Northland Power has warned that it is increasing contingency measures on its advanced offshore wind farms due to cost pressures.
In its 2023 financial guidance, the company noted that inflation, supply chain constraints and rising interest rates are affecting the global renewables sector.
These impacted its most advanced projects, increasing the costs of equipment and material from their original expectations when the company was looking to select suppliers and lock down contracts.
As such, Northland has increased estimates for contingency amounts and schedule buffers on all projects in accordance with recent changes experienced.
On the 1.2GW Baltic Power project, amendments to the 25-year CfD offtake contract, principally the new option to denominate in euros and the advancement of the indexation base year to 2022 (from 2023 previously), have restored original project economics.
Corporate offtake sourcing for the 1.6GW Nordsee Cluster has commenced in 2023 and Northland expects to contract at a higher price than had been assumed prior to the European energy crisis. This benefit, however, may be partially offset by increased capital costs.
On the 1GW Hai Long project, the 744MW 20-year corporate PPA rate helped to partially offset some of the capital costs increases.

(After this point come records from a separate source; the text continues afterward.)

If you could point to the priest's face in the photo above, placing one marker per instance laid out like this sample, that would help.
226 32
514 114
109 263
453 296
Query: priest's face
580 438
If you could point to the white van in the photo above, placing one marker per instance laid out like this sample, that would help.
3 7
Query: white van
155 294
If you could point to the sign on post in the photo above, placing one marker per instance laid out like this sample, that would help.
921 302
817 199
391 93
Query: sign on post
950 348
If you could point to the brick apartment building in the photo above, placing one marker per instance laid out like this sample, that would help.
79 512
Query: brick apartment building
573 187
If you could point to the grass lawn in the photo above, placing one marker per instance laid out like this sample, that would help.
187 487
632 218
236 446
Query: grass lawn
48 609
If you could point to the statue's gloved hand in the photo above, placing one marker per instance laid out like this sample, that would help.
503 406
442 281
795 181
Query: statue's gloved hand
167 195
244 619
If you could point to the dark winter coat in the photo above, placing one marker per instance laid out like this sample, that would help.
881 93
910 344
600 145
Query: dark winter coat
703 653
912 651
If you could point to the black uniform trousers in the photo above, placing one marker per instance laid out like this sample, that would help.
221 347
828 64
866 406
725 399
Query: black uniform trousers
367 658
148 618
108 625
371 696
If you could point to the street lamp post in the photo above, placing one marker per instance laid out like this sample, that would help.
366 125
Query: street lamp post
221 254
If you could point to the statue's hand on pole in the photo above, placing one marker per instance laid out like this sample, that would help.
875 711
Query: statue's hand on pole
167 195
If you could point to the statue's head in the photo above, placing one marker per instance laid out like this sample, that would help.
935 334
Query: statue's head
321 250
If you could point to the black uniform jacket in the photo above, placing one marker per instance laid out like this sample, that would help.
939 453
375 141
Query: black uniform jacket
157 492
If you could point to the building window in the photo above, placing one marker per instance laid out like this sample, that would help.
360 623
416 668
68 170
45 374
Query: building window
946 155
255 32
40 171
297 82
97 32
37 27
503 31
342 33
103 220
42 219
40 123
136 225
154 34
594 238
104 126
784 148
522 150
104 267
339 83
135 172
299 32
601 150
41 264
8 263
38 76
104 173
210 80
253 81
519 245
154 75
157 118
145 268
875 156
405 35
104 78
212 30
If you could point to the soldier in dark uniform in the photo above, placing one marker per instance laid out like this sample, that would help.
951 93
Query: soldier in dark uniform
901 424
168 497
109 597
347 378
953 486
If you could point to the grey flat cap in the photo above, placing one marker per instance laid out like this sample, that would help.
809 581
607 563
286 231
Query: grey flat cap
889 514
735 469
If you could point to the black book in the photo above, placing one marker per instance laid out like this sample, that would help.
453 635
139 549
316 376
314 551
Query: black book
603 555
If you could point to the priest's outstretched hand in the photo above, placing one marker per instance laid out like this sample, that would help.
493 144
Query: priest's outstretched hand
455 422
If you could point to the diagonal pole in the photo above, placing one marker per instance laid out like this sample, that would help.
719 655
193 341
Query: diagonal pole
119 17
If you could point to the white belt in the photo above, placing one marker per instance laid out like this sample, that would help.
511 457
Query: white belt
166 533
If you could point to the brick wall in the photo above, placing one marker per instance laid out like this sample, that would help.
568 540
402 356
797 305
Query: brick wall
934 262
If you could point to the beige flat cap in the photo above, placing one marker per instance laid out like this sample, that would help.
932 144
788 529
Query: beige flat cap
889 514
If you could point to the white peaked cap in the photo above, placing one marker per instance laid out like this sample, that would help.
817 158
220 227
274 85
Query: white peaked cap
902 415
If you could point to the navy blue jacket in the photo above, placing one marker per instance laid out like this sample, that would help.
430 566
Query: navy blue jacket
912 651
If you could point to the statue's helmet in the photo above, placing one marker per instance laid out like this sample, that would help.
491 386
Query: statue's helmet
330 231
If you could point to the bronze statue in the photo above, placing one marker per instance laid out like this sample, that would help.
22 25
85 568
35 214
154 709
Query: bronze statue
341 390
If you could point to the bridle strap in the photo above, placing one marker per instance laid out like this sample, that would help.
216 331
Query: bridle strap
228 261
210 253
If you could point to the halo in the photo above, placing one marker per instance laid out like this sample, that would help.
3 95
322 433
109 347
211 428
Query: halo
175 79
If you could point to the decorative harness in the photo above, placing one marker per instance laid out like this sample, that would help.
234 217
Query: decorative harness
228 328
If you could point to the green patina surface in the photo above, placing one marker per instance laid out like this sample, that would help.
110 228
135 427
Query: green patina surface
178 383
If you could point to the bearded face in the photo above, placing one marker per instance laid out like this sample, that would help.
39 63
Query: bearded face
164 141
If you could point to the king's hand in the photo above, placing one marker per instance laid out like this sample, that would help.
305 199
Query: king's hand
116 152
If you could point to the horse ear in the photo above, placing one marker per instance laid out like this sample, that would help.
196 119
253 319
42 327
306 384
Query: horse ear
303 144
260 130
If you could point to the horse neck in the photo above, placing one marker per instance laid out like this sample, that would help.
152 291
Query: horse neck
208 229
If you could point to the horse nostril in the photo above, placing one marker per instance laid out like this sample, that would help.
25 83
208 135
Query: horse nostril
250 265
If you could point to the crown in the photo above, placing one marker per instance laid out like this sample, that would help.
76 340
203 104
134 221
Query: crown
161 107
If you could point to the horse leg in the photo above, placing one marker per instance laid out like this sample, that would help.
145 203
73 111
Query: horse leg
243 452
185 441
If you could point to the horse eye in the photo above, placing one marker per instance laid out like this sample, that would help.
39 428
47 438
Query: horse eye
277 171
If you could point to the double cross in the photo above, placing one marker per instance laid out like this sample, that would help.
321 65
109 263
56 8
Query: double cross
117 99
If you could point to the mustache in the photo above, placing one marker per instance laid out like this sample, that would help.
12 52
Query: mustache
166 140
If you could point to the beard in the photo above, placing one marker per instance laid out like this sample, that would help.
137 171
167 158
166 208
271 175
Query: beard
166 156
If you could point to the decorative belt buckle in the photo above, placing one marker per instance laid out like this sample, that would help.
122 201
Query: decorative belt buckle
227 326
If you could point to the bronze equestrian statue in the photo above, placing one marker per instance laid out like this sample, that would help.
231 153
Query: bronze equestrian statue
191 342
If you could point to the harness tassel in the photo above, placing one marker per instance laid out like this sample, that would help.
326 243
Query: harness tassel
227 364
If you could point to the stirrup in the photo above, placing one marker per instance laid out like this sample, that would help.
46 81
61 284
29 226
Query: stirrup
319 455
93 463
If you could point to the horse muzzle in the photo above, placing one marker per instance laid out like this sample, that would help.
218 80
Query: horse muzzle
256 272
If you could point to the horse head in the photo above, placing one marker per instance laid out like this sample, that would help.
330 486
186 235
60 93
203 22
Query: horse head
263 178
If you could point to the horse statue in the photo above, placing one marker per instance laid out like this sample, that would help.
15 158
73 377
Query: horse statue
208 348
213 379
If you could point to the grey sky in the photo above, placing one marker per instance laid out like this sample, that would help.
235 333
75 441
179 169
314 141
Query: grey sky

The financing of the project is progressing, albeit slower and more challenging than expected due to market specific factors.
Northland added that it continues to look for opportunities to optimise returns and manage risk and despite these higher costs, believes the actions taken in combination with other offsets, including sell-downs, will keep overall average returns for its offshore wind portfolio in the targeted ranges.
“The accelerating energy transition and energy security concerns are creating attractive development and investment opportunities for Northland Power and an improved market environment for our operating facilities,” said Northland’s President and CEO Mike Crawley.
“At the same time, macro-economic and geo-political headwinds of the last year require even more focus on disciplined and prudent project execution. A robust development pipeline not only positions Northland well in several key renewable energy markets but, as importantly, it allows the company to be selective in where it deploys its capital.”